Par la blogueuse invitée Lise Lareau
Quand viendra le temps de suivre sur CBC – ce que nombre de gens feront – les résultats des élections passionnantes de l’Alberta mardi prochain, il faudra se rappeler que presque chaque vidéographe travaillant sur l’émission a un avis de mise à pied dans sa poche.
Pour des raisons peu claires, la direction de CBC/Radio-Canada a décidé de cibler les gens de première ligne en ce qui a trait à la collecte de nouvelles dans la prochaine série de mises à pied. Près de 40 sur les 241 postes éliminés dans les mises à pied actuelles sont des vidéographes. Plus curieux encore, chaque vidéographe en Alberta a eu un avis de congédiement.
Quelle sorte de stratégie pourrait bien expliquer l’abandon de tous tes vidéographes ? Le soi-disant « mobile d’abord » ? Pas sûr, puisque ces personnes recueillent les nouvelles pour les QUATRE plateformes : ils filment les vidéos, obtiennent l’audio, et leur travail est vu et entendu sur votre appareil mobile, vos sites de nouvelles numériques, à la radio et à la télé. Ils comptent parmi les meilleurs représentants de première ligne de CBC/Radio-Canada, qui parlent au public – que ce soit la police lors d’une manifestation, la famille de la victime d’un meurtre, les enfants lors d’un défilé. Ce sont des bourreaux de travail fiables dans les circonstances les plus difficiles, qui marchent dans la boue ou la neige fondante, ou escaladent une colline pour filmer une scène, s’approchent des incendies, filment de terribles accidents, se fraient un chemin dans la circulation pour respecter l’heure de tombée chaque jour. Ils gèlent, transpirent et sont trempés en attendant la « bonne prise ». Ce sont eux les yeux et les oreilles du journalisme, et souvent ses muscles aussi.
Bien entendu, aucun avis de mise à pied ne devrait être remis à qui que ce soit. La CBC/Radio-Canada de l’avenir aura toujours besoin des personnes dévouées qui font le travail sur lequel comptent les Canadiens.
S’attaquer aux vidéographes c’est comme s’attaquer à nous tous. C’est s’attaquer à nous tous. Cela nuira à toutes les plateformes de CBC/Radio-Canada. Les organisations de nouvelles qui sont considérées comme étant les chefs de file de notre industrie à l’heure actuelle – Guardian, BBC, New York Times – ont toutes des vidéos superbement filmées sur leur site – ce n’est pas quelque chose à laquelle on pense après coup. La vidéo est loin d’être ringarde. Ce qui est ringard, c’est l’idée que la vidéo est ringarde.
Perdre toutes ces vidéos est surtout mauvais pour la plateforme qui devra bientôt être compétitive dans l’environnement implacable de la soi-disant télévision à la carte. Il ne faut pas amputer notre capacité de production télé et notre capacité de production vidéo.

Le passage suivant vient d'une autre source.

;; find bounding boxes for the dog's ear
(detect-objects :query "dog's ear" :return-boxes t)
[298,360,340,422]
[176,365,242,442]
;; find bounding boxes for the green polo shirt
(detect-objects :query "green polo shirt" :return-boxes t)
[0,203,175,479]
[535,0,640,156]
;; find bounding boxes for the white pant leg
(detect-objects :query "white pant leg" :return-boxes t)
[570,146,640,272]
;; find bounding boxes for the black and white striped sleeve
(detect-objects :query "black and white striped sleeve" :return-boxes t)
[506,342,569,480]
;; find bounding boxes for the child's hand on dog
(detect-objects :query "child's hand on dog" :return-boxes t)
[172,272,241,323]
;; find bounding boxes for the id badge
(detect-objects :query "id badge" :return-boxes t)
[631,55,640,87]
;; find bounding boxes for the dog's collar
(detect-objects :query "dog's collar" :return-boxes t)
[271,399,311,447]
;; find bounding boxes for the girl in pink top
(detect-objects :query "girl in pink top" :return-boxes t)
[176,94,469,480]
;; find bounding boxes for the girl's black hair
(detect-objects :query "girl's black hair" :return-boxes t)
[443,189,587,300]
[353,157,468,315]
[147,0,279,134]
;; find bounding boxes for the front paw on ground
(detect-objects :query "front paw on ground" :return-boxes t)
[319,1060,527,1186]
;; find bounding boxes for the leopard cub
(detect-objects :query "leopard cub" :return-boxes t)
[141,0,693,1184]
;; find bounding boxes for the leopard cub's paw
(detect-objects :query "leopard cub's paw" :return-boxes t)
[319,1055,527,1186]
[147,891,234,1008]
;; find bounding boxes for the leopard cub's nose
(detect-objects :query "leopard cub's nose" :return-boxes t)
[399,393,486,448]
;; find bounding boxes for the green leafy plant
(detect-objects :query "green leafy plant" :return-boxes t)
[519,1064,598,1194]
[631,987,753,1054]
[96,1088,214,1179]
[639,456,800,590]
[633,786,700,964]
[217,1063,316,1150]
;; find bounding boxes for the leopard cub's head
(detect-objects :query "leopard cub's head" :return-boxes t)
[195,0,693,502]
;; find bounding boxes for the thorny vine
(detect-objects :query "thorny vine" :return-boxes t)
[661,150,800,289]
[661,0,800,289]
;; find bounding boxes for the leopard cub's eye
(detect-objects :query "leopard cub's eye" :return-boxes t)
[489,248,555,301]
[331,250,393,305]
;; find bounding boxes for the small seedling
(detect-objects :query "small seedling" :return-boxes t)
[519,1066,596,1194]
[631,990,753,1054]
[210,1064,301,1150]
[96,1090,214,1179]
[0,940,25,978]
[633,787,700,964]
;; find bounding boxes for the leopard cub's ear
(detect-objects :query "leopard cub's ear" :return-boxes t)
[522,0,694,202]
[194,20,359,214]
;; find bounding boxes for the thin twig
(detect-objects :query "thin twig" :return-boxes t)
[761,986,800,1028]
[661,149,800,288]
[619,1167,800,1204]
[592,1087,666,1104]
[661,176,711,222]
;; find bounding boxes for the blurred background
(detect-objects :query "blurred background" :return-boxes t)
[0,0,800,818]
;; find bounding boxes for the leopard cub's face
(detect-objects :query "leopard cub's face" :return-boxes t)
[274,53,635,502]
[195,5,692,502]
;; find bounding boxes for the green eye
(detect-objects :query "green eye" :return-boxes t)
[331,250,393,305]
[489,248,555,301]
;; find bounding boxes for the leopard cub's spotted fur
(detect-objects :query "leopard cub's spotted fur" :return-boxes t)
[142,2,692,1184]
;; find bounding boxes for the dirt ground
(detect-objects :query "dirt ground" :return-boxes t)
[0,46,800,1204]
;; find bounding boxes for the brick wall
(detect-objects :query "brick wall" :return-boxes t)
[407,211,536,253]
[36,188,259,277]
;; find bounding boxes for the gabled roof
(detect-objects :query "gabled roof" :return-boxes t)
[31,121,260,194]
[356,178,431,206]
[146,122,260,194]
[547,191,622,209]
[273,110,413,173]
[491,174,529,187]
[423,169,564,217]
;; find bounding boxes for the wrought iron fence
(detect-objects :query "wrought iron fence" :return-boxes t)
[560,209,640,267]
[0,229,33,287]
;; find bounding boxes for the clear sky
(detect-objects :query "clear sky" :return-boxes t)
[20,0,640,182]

La Guilde va se battre fort pour veiller à ce que les vidéographes aient la formation et l’aide requises afin qu’il puissent se porter candidats aux postes nouvellement créés de vidéo-journalistes et de réalisateurs vidéo. Mais il n’y a pas suffisamment de postes pour toutes les personnes visées par les mises à pied, ou simplement pour faire le travail. C’est en encore une fois la dilution de notre capacité globale. C’est la diminution de la programmation qui est au coeur de notre travail. Et c’est un coup de pied en guise d’au revoir à des gens e qui ont servi pendant des années dans les tranchées – souvent littéralement – et dont on a encore besoin.